Musk’s Not-so-Mysterious “Hand Gesture”

Tesla factory, Berlin. Credit: Zentrum für Politische Schönheit & Led By Donkeys

While the very smart people in the Coastal press stroke their chins and ask, “What could he have possibly meant by that?”, Musk goes ahead and addresses a Neo Nazi pep rally.

Carol Cadwalladr in Broligarchy Substack:

Zero days into the second Trump term and America’s most august news publications stumbled at the first hurdle. When Elon Musk made his speech at the inauguration rally and pumped his arm, twice, in a Nazi-style salute, the New York Times Pitchbot, a spoof account that proposes ridiculous-but-plausible headlines for potential NY Times stories, saw Elon Musk’s speech and tapped out the following post:

Minutes later, the New York Times’s actual headline dropped. The NYT Pitchbot had got it wrong: the real headline turned out to be even more asinine.

The Washington Post and New York Times and BBC are all, it goes without saying, brilliant newsgathering organisations doing critical work and while the rules-based order held, so did this model. But in this new reality, neither “Elon Musk Ignites Online Speculation Over the Meaning of a Hand Gesture” nor “Elon Musk stirs controversy over hand gesture at Trump rally” gives us any clue of what actually happened. On what may turn out to be one of the most pivotal days in US history, the two US newspapers of record failed to reflect the actual record. 

So much has happened this week, so fast, and so many people are “taking a break” from the news. And that’s why this feels so singularly dangerous. Because these headlines are meant to reassure us of their strenuous commitment to fairness and truth but do the opposite. They suggest people shouldn’t actually believe their own eyes. And it’s either too early, or much too late, to point out that this George Orwell said was the final ultimate demand: to reject the evidence of your own eyes and ears. 

Musk is who he says he is. This was him yesterday, delivering a speech at a far-right Alternative für Deutschland (AfD) rally in Halle in eastern Germany.

If newspapers can’t say out loud that a man who supports the far-right successor party to the Nazis in German made what pretty much everyone watching thought was a Nazi salute including actual Nazis, then we are in a whole new place of danger.

Wired:

Neo-Nazis are celebrating Elon Musk making two Nazi-like salutes during a speech to tens of thousands of Trump supporters on Monday.

“Elections come and go.
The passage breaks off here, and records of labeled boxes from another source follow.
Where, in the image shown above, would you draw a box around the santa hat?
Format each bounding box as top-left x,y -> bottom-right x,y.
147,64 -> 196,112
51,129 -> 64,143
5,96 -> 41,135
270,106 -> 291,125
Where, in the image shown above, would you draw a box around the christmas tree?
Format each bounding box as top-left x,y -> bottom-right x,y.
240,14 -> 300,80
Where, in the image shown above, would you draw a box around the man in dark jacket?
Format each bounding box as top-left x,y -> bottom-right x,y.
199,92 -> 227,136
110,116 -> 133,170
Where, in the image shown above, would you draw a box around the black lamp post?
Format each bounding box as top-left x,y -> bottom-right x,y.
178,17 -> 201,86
Some elections are important, some are not, but this one really mattered,” Musk said during his address inside the Capital One Arena in Washington, DC, hours after Trump was sworn in as the 47th president of the United States. “And I just want to say thank you for making it happen. Thank you.”

At this point, Musk put his right hand on his chest before extending it straight out with his palm facing down and his fingers touching, a gesture widely recognized as the “Roman salute.” Adopted by the fascist movement a century ago, it was most famously used by Adolf Hitler and the Nazi Party in Germany, and is to this day associated with the fascist right, especially in Italy.

After he first made the gesture, Musk then turned around to members of the crowd who were seated behind him and, with his back to the camera, repeated the gesture.

“My heart goes out to you,” Musk added.

Musk subsequently shared a clip of his speech on X, but at the point where he makes the first salute, the clip posted by Musk cuts away to a shot of the audience before returning to show him making the second salute.

Musk, X, and the Trump administration did not immediately respond to requests for comment, but after this article was published Musk responded to the backlash in a post on X, writing: “Frankly, they need better dirty tricks. The ‘everyone is Hitler’ attack is sooo tired.”

The response from the neo-Nazi community across the globe was instant and unanimous.

“Incredible things are happening already,” Andrew Torba, the founder of Gab, a social media platform popular with antisemites and white supremacists, wrote over a picture of Musk giving the salute.

“The entire neo-Nazi movement seems to be eating it up,” says Nick Martin, an investigative journalist who closely tracks extremist groups and runs the online publication The Informant. “He gave two unmistakable Nazi salutes, and they got the message loud and clear.”

“WE ARE FUCKING BACK,” the administrator of a Nazi meme channel on Telegram wrote under a clip of Musk giving the salute. Members of the group responded with the lightning bolt emoji, a well-known neo-Nazi reference to the SS.

Pritzker: "President Trump ought to be calling that out. If he doesn't agree with Elon Musk, if he doesn't agree with two Sieg Heils at his own rally and backing a party that backs Nazis, then he ought to say so. Why isn't Donald Trump speaking out?